De là naît l’horreur des hivers,
Où toute la terre engourdie,
Sans fleurs, sans fruits, sans arbres verts,
N’offre la moitié de la vie
Que des champs de frimas couverts.
Sur ce seul exposé, je nie
Que tout soit bien dans l’univers…

Ces premiers essais de Beaumarchais n’annoncent pas un talent bien original. Sa vocation pour la poésie et les lettres ne paraît pas encore très prononcée. La nécessité de se pousser, de faire son chemin, d’avoir un carrosse et des revenus, lui semble plus urgente que celle de cultiver les muses. Sous ce rapport, il pense comme son patron Voltaire, qui dit quelque part : « J’avais vu tant de gens de lettres pauvres et méprisés, que j’en avais conclu dès long-temps que je ne devais pas en augmenter le nombre ; il faut être dans ce monde enclume ou marteau. J’étais né enclume… » On sait comment Voltaire devint marteau : un riche fournisseur, Paris Du Verney, lui procura un intérêt considérable dans les vivres de l’armée pendant la guerre de 1741. Les produits de cette première opération, placés dans le commerce et bien dirigés, finirent par donner au patriarche de Ferney 130,000 livres de rente. Il était écrit que le même homme qui avait enrichi Voltaire commencerait la fortune de Beaumarchais.


II. — BEAUMARCHAIS ET PARIS DU VERNEY. — LA GRANDE-MAÎTRISE DES EAUX ET FORÊTS. — BEAUMARCHAIS LIEUTENANT-GÉNÉRAL DES CHASSES.

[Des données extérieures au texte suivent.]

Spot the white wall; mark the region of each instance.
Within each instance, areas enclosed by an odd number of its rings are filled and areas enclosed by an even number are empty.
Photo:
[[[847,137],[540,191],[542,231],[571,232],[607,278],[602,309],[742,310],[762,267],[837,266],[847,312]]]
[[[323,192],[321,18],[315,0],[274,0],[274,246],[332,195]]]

Paris Du Verney était le troisième des quatre frères Paris, financiers célèbres au XVIIIe siècle, qui, de la condition la plus humble (ils étaient fils d’un aubergiste de Moras en Dauphiné), s’étaient élevés à une fortune éclatante. Le plus distingué des quatre frères Du Verney[1], pendant plus de cinquante ans, prit une part active à toutes les grandes affaires d’administration et de finances. Voltaire, qui avait ses raisons pour l’admirer, le cite parfois dans ses ouvrages comme un grand homme d’état. C’était un homme habile et influent, qui avait su se maintenir en crédit sous Mme de Prie comme sous Mme de Pompadour. « On sait que les Paris, écrit Mme de Tencin au duc de Richelieu en 1713, ne sont pas gens indifférens, ils ont beaucoup d’amis, tous les souterrains possibles et beaucoup d’argent à y répandre ; voyez après cela s’ils peuvent faire du bien et du mal. »

  1. Le plus riche était le quatrième, Paris Montmartel, banquier de la cour, qui laissa une immense fortune, dissipée par son fils, l’extravagant marquis de Brunoy.